La discusión con el ERSEPT
La entidad ya mantiene contactos con el Ente Único de Control y Regulación de los Servicios Públicos de Tucumán (ERSEPT), que conduce Eduardo Cobos, en busca de una solución que abarque a todo el sector y no se resuelva caso por caso. Gettar precisó que el reclamo apunta a un cambio estructural y no a la asistencia puntual de un negocio en particular.
El nudo está en la potencia contratada
El planteo central no pasa por pedir subsidios, sino por cuestionar el modo en que se calcula la tarifa. Según explicó Gettar, la factura combina dos conceptos —la potencia contratada y la energía efectivamente consumida— y en la mayoría de los casos el primero termina pesando más que el segundo. El sector considera que se trata de una distorsión que debe corregirse.
El verano, la principal preocupación
La proximidad de la temporada estival profundiza la inquietud. Con temperaturas que en Tucumán superan los 30 grados, el uso de aire acondicionado se vuelve indispensable para sostener la atención al público. Eso anticipa boletas todavía más altas para negocios que, según remarcó Gettar, no usan la energía para producir sino para ofrecer un servicio mínimamente confortable.

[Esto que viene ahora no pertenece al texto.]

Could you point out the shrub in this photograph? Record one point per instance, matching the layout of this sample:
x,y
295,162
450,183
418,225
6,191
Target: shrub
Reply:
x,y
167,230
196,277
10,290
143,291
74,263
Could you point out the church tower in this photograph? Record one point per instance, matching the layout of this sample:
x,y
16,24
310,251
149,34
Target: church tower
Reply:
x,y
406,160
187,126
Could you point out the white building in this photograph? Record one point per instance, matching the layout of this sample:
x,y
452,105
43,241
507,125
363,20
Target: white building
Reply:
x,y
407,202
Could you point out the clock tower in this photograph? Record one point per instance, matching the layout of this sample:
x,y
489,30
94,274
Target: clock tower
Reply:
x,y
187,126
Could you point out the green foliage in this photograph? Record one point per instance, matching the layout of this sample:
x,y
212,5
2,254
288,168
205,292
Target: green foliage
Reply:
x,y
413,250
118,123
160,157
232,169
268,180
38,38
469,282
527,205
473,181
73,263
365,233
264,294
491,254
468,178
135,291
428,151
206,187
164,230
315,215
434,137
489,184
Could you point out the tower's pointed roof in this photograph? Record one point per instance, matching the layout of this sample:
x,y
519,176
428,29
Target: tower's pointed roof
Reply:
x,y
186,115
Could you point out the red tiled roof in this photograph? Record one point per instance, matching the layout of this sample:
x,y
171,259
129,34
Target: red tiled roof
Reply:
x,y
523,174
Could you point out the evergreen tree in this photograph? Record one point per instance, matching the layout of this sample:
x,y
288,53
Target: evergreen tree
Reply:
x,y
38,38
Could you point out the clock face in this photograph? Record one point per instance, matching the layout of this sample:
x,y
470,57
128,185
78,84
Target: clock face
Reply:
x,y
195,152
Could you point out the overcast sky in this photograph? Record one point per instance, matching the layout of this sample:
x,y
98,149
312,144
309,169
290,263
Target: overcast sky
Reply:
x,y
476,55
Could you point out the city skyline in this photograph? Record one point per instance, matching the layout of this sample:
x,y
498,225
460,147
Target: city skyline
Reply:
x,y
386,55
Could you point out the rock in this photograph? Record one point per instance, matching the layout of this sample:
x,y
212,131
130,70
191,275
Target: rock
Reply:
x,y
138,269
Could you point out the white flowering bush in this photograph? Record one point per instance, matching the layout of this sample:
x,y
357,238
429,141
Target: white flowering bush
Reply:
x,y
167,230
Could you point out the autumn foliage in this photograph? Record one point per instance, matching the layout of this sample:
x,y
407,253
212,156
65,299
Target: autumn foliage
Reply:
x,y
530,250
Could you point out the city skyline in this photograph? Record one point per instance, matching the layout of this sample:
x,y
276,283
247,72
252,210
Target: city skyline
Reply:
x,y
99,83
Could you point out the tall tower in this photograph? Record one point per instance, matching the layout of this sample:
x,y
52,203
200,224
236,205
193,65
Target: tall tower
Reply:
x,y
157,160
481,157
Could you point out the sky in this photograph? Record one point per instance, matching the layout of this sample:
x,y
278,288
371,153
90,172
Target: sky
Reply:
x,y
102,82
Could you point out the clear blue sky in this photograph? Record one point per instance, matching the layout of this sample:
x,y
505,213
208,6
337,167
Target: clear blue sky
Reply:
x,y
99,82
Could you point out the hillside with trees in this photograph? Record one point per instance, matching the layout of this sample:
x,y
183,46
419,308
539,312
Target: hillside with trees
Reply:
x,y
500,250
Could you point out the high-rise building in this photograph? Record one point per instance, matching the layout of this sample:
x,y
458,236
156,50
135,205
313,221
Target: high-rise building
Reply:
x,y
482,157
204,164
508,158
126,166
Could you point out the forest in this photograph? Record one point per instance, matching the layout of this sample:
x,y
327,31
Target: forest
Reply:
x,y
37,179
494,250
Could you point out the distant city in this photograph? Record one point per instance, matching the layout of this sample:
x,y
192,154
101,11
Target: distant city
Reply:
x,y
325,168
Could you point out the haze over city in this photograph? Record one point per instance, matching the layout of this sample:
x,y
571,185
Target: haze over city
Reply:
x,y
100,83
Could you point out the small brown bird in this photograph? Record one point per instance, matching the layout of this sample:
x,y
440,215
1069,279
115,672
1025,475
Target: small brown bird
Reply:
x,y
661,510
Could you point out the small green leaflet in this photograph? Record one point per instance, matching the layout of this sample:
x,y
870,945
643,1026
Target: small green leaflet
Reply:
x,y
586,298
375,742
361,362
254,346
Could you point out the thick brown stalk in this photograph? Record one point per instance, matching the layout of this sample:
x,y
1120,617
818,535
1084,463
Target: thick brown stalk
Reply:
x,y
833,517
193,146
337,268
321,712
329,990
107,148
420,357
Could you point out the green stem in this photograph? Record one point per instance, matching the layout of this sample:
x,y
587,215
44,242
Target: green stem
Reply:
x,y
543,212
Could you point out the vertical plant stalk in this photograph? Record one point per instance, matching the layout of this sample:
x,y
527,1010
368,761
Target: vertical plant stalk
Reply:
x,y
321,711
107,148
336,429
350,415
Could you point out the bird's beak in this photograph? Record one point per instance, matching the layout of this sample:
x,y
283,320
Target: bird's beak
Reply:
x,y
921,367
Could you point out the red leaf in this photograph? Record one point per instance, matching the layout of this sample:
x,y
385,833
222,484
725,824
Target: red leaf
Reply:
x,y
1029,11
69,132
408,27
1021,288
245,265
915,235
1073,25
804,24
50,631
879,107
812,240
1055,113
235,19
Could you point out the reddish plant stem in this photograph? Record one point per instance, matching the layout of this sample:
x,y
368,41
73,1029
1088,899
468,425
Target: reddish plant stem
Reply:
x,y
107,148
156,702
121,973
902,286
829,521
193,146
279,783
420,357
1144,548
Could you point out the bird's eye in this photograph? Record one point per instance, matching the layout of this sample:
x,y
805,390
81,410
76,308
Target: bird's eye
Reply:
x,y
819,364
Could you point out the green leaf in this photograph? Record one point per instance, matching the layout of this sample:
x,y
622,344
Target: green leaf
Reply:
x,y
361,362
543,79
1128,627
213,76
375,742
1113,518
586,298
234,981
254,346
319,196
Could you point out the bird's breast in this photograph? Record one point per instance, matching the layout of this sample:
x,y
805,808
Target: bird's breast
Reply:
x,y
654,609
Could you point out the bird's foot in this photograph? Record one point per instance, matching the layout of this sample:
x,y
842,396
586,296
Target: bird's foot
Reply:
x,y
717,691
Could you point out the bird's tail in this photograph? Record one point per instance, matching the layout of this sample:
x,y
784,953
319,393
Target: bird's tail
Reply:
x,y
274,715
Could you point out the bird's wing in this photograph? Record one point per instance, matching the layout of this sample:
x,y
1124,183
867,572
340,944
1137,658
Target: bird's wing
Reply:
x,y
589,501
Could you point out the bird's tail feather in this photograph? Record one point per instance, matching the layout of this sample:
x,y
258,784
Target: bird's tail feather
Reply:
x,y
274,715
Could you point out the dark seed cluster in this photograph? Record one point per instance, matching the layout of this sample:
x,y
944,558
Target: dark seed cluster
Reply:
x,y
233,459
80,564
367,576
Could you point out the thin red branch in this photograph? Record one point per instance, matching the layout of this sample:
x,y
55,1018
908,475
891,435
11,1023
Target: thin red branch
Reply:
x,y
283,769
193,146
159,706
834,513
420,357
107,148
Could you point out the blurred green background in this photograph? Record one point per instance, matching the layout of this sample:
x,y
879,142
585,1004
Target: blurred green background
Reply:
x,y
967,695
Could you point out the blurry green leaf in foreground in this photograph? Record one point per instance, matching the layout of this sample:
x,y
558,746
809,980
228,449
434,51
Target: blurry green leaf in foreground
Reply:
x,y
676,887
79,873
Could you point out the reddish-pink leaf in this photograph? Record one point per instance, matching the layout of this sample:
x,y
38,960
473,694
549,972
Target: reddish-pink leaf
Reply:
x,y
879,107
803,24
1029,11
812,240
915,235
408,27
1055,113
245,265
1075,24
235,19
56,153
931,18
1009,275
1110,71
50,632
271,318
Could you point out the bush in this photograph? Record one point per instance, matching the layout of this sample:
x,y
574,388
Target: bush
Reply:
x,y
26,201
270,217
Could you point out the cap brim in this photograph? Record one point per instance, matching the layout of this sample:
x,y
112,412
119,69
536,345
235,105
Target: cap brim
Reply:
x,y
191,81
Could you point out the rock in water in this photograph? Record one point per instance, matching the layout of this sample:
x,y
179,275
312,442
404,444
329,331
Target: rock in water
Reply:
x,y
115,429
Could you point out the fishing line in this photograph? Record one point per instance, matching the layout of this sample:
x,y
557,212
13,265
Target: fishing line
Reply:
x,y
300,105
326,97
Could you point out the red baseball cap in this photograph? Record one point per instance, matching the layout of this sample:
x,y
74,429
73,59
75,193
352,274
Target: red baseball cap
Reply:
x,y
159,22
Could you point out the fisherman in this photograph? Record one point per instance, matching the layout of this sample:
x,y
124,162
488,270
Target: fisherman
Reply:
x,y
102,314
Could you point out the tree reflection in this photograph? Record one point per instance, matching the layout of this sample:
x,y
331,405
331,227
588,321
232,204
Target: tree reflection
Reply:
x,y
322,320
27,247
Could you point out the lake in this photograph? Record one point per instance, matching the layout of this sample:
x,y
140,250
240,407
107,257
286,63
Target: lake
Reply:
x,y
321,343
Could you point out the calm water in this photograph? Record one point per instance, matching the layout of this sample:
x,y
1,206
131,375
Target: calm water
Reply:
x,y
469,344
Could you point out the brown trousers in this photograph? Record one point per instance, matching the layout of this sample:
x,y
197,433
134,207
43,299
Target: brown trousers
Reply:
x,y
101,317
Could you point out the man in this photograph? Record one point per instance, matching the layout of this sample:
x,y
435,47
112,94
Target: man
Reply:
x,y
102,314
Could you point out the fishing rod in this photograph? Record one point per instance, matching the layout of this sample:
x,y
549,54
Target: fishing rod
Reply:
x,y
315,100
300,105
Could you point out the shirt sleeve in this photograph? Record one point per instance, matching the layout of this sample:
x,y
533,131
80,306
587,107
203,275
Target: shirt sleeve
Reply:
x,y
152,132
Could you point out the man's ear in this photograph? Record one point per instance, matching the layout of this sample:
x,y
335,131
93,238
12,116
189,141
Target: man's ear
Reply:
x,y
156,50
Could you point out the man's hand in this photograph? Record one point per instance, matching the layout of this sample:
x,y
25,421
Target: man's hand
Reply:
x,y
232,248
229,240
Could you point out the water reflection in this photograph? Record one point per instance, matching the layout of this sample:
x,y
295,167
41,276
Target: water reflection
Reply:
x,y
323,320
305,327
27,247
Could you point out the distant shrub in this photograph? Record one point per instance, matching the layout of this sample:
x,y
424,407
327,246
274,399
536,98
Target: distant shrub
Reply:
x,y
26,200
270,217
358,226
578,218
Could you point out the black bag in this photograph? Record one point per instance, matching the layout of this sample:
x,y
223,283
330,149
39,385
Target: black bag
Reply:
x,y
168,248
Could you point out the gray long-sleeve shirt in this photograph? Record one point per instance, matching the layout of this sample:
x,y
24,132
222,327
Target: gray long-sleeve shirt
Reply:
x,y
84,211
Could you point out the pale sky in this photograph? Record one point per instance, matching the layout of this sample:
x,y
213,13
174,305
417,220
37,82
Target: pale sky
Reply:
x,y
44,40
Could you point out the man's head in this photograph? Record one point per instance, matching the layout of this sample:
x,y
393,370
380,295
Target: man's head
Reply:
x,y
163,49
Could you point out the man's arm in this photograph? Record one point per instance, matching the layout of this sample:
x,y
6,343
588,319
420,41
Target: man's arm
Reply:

Sin margen para trasladar el costo a los precios
El dilema, coinciden en el sector, es que ese incremento no puede volcarse sin más a las tarifas que pagan los clientes: subir precios implica perder comensales y huéspedes en un mercado ya retraído, mientras que absorber el costo deja a los negocios sin rentabilidad.
Cerrar, una opción tan cara como seguir abierto
Gettar planteó además un diagnóstico que excede lo coyuntural: muchos comercios continúan funcionando no porque les resulte rentable, sino porque el cierre definitivo —con indemnizaciones, deudas y compromisos con proveedores de por medio— representa un desembolso que hoy no pueden afrontar.
Desde el sector remarcan que la definición con EDET y el ERSEPT no admite demoras: sostienen que, sin cambios en el esquema tarifario, el verano podría convertirse en el punto de quiebre para buena parte de la actividad gastronómica y hotelera de la provincia.